This guacamole is worthy of a special occasion or of a celebration because with our star ingredient, the “pomegranate seeds" – the guacamole fills with color, freshness and elegance. Also a sensation of surprise is created when the crispy texture of the pomegranate is felt in each bite.
Although this guacamole contains more surprises as you will find notes that are spicy, soft, sour and even an aniseed touch – since Mexican pepperleaf is used in its preparation. This guacamole is really a whole experience!
When you serve the pomegranate guacamole in parties, accompany it with some tortillas chips or with some tostadas or with bread so everyone can enjoy it in a quick and simple way.
About the Recipe
In this recipe basically first you have to work with some ingredients and then everything is mixed, you won’t have any complication.
The Mexican pepperleaf is used in this guacamole to perfume it and give an aniseed touch. Unfortunately this leaf is difficult to get, in case of not having it just leave it out.
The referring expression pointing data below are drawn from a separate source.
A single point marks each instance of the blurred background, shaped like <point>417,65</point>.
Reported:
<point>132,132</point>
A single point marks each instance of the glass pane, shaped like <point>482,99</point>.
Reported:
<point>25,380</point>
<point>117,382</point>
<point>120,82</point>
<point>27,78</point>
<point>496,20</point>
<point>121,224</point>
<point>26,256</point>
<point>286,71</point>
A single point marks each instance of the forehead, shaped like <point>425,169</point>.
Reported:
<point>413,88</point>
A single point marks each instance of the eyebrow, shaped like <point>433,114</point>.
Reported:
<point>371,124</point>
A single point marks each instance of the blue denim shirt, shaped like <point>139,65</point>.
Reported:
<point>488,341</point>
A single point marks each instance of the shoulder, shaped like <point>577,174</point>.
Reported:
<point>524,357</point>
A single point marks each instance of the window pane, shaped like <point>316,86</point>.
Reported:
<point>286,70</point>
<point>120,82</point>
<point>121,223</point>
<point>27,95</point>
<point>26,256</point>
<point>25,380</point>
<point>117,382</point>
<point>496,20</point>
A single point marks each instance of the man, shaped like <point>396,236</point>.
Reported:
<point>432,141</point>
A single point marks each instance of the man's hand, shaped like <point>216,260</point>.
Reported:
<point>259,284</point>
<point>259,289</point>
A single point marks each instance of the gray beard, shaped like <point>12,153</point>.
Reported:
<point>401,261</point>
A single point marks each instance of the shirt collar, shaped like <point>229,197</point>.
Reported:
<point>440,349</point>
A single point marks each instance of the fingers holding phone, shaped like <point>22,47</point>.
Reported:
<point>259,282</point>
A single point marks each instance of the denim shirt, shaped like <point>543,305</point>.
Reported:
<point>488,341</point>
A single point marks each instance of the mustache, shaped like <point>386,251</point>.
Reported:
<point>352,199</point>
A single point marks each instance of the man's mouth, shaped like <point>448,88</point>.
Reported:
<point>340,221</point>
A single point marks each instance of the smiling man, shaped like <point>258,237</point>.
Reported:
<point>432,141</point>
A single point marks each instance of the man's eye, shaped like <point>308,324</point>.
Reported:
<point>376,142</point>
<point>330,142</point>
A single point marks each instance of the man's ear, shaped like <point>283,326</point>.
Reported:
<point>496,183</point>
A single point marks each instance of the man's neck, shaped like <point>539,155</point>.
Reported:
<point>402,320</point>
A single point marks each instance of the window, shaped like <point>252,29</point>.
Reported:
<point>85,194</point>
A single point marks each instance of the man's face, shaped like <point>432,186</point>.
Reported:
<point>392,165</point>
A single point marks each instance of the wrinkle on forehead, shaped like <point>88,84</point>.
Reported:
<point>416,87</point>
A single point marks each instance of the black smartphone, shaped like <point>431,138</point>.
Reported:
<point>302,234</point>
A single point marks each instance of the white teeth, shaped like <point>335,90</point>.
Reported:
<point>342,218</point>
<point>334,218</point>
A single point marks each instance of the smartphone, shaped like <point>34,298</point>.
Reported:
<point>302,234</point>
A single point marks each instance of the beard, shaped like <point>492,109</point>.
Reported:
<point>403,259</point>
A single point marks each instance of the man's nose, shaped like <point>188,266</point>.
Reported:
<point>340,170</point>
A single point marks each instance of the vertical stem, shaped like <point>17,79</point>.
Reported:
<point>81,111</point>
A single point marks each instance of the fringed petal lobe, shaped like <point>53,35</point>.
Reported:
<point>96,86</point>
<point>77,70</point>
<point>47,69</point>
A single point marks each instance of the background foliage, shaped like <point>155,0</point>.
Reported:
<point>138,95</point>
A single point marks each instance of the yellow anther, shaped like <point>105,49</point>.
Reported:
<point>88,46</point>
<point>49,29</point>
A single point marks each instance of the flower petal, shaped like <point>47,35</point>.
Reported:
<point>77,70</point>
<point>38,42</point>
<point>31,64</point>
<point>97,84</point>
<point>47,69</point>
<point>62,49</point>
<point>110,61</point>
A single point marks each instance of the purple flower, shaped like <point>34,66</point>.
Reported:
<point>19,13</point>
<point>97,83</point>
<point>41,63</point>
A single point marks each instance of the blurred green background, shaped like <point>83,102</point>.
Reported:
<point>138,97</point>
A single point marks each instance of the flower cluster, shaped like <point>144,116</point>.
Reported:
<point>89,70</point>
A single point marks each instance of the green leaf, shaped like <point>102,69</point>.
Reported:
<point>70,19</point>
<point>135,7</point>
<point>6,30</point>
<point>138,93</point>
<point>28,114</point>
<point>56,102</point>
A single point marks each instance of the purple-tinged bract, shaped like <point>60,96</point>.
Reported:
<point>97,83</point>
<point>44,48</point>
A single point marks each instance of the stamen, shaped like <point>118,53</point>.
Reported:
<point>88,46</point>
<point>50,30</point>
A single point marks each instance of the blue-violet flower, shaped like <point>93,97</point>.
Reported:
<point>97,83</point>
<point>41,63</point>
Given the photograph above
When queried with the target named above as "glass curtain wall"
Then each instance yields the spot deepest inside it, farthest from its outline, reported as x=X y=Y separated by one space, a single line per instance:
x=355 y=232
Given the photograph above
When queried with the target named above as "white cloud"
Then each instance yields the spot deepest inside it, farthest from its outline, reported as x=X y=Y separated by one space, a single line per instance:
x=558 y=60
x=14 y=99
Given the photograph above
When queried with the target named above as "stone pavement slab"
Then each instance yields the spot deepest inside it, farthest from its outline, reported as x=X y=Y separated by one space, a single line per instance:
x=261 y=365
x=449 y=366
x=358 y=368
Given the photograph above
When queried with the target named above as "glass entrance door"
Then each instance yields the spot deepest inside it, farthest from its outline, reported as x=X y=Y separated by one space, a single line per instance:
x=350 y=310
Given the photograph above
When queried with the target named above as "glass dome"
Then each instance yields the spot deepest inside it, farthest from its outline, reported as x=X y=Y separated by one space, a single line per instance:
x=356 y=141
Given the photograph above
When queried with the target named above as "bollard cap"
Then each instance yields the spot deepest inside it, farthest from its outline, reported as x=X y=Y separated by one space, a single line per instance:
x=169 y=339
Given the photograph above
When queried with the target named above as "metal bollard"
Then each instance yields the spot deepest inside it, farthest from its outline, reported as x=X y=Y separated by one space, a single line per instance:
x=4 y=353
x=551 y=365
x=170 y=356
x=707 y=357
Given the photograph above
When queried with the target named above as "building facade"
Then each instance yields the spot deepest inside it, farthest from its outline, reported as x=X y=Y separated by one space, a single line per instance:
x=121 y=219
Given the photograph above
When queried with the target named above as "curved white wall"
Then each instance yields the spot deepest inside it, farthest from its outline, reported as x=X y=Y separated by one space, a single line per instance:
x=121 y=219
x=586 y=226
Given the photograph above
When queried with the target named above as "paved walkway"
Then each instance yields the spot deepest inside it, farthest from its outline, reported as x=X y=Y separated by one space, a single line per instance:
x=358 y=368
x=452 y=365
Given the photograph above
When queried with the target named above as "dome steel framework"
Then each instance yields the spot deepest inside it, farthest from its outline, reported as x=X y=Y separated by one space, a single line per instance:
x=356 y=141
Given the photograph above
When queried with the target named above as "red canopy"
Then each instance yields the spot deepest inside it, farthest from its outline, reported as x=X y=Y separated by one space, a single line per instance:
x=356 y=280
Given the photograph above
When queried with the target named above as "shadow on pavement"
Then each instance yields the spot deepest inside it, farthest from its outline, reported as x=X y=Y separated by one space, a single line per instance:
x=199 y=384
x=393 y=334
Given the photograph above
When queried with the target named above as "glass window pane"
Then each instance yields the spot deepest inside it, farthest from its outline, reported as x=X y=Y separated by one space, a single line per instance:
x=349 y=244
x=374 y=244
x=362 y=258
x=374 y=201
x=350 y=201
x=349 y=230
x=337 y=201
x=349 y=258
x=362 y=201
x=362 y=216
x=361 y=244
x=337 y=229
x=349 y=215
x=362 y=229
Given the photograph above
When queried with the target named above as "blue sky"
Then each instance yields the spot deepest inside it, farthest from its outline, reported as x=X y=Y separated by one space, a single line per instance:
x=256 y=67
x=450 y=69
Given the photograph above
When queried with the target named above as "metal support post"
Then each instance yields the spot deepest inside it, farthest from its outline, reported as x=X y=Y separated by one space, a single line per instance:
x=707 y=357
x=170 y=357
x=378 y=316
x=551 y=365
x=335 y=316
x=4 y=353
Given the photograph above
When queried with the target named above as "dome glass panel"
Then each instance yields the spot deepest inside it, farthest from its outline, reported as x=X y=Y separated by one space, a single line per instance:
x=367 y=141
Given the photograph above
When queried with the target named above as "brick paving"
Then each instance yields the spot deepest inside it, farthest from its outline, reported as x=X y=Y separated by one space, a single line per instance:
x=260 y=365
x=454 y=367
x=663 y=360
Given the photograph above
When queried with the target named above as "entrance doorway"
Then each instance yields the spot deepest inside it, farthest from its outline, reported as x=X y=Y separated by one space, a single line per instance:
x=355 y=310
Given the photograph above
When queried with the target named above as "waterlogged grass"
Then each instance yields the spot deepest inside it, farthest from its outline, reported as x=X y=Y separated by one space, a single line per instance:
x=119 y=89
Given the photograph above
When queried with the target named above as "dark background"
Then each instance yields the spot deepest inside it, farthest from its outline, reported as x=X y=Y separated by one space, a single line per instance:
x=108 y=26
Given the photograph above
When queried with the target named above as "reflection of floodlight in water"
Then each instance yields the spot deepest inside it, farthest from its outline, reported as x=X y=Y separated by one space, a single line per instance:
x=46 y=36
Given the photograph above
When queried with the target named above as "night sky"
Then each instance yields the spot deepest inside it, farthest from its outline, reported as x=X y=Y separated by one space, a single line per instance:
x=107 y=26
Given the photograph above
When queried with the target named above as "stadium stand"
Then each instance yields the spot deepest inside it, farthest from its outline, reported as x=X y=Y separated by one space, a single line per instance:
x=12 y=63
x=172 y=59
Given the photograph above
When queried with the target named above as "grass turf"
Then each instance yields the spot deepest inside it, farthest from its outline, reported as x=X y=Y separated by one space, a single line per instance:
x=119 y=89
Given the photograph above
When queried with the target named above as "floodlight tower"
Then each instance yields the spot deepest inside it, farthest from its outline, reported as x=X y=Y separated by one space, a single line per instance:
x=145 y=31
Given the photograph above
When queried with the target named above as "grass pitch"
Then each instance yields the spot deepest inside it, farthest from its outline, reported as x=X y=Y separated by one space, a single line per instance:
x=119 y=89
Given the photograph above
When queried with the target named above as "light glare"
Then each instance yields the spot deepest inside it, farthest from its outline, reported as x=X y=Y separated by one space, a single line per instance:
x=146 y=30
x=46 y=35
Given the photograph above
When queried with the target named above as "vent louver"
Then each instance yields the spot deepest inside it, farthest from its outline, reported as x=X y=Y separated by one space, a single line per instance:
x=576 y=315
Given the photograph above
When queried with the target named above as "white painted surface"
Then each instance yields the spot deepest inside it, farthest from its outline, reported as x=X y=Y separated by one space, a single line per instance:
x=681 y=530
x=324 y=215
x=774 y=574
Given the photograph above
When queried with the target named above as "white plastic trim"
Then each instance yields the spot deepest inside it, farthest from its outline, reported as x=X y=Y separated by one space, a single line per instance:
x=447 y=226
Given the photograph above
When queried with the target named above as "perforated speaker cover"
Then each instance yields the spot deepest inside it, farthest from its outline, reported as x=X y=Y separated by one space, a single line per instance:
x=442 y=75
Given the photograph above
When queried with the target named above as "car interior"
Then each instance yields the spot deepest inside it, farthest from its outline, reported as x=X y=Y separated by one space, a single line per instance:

We give the recipe with avocado oil because as it can be imagined it perfectly mixes with the avocado. If you don’t have this oil olive oil or vegetable oil could also be used.
Only are needed to have this guacamole ready on the table.
This recipe is given for 2 cups.
4 Avocados (2.2 lbs)
1 Pomegranate (10.5 oz)
1 Serrano Pepper (.5 oz)
1 Tomato (5.2 oz)
1 Lime (1 oz)
1/4 Onion (1.2 oz)
1 Mexican Pepperleaf (.3 oz)
1 tablespoon of Avocado Oil
1/4 tablespoon of Salt
1 Frying Pan
1 Chopping Board
1 Mixing Spatula
1 Paper Towel
1 Lime Squeezer (optional)
Work with Some Ingredients
Remove the seeds of 1 pomegranate and reserve them.
Dice 1/4 onion and 1 tomato; then set aside.
Discard the seeds and the veins of 1 serrano pepper.
Finely chop the serrano pepper with the one you worked and reserve it.
Fry the Mexican Pepperleaf
Heat in a frying pan over low heat 1 tablespoon of avocado oil.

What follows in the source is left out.